Incrédula daba pequeños pasos, al fin había terminado. Su cuerpo aún no se alineaba con su mente. En una tienda de la calle Línea compró con su recompensa ropa interior para lucir en su próxima cita. Tenia la esperanza de mejorar económicamente y quizás escapar de su derruido país.
De regreso a casa, intentó comunicarse pero Stefano estaría tres días en Varadero. Pasado el tiempo sin arreglo de un encuentro, decidió sorprenderlo. Visitó sin ser invitada la casona de la calle 19. Estaba con su esposa, otra cubana que era celosa y no debía percibir su presencia. Sabía reconocer cuando había perdido; entendió que aquella historia había terminado para ella. Existían ciertos límites que no rebasaría.

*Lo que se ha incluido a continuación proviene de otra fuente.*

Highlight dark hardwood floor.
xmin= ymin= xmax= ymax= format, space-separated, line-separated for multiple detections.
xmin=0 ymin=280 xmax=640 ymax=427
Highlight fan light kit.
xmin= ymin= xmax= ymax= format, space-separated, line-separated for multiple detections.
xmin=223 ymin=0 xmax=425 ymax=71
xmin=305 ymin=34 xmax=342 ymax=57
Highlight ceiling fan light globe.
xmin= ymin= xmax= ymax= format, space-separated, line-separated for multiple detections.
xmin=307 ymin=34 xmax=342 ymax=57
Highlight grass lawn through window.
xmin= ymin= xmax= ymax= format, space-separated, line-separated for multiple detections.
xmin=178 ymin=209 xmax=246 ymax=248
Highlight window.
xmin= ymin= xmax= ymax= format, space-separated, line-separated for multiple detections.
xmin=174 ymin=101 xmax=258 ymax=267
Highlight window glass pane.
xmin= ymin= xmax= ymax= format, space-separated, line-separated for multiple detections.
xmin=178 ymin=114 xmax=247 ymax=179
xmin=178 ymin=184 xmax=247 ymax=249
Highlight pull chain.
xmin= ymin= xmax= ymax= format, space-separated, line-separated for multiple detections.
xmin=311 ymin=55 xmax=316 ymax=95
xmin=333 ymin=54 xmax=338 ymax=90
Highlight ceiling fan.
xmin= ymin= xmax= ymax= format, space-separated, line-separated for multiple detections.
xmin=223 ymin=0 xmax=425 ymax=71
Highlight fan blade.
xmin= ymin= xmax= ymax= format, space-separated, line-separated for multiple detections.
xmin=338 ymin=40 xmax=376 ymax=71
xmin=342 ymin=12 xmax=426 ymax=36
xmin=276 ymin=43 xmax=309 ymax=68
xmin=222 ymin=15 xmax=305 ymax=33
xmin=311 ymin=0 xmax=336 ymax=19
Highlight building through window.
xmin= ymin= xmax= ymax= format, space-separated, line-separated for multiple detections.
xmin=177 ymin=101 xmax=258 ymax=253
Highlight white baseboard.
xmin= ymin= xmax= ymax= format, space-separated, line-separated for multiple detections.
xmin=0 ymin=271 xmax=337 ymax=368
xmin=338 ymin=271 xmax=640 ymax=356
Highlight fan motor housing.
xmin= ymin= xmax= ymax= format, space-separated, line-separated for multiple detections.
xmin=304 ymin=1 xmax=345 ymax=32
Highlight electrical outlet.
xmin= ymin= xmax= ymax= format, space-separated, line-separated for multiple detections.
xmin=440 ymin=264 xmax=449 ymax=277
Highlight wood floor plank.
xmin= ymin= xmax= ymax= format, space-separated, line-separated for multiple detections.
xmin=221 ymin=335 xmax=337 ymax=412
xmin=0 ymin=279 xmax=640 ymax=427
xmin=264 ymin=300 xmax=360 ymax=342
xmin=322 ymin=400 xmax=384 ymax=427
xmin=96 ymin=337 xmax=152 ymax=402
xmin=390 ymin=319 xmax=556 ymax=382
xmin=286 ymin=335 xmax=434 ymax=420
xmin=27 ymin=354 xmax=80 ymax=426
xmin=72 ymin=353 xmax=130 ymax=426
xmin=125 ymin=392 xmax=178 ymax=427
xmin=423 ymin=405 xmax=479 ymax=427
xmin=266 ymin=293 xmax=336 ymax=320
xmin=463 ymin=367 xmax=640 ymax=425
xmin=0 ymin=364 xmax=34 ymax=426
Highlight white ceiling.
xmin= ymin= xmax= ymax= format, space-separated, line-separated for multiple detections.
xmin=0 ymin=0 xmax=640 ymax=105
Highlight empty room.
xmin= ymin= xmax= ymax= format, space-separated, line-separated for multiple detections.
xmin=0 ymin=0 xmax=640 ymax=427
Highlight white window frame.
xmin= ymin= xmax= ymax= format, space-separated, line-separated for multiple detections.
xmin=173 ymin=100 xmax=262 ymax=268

Frustrados todos sus planes, le faltaba el valor para mirarse a sí misma al espejo. Su propio reflejo la asqueaba, no podía reconocerse. Cerraba los ojos y vivía nuevamente cada una de las escenas. No podía creer que había entregado tanto, en tan poco tiempo a un desconocido de 45 años y mediana estatura solo por ser italiano.
Un dolor ilocalizable, en una herida imperceptible, le cortaba la respiración. Ahogada en su llanto y pena, sufría en silencio. Quería gritar y un hombro donde apoyarse; pero la vergüenza de una confesión la mantuvo en soledad hasta la mañana. Entonces comprendió que Dios no le cambia la vida a nadie en unas horas. Aprendió a medirse, a conocer cuanto era capaz de hacer y, hasta donde llegar por una insegura oportunidad.
Recordó el portal sucio de la calle Monte, las miradas prejuiciosas que la juzgaban de la misma manera que ella sentenció el destino de aquellos zapatos marcados por el tiempo. Sintió el mismo abandono, uso y suciedad. Eufórica se levantó y se vistió. Volvió sobre sus pasos al pórtico cercano al Mercado de Cuatro Caminos. Se paró justo delante de ellos, aun estaban allí, al lado de su indigente vendedor. Como detenidos en el tiempo, ella y los zapatos blancos de mujer, esperaban que alguien o algo aparecieran y le diera la oportunidad de cambiar su destino.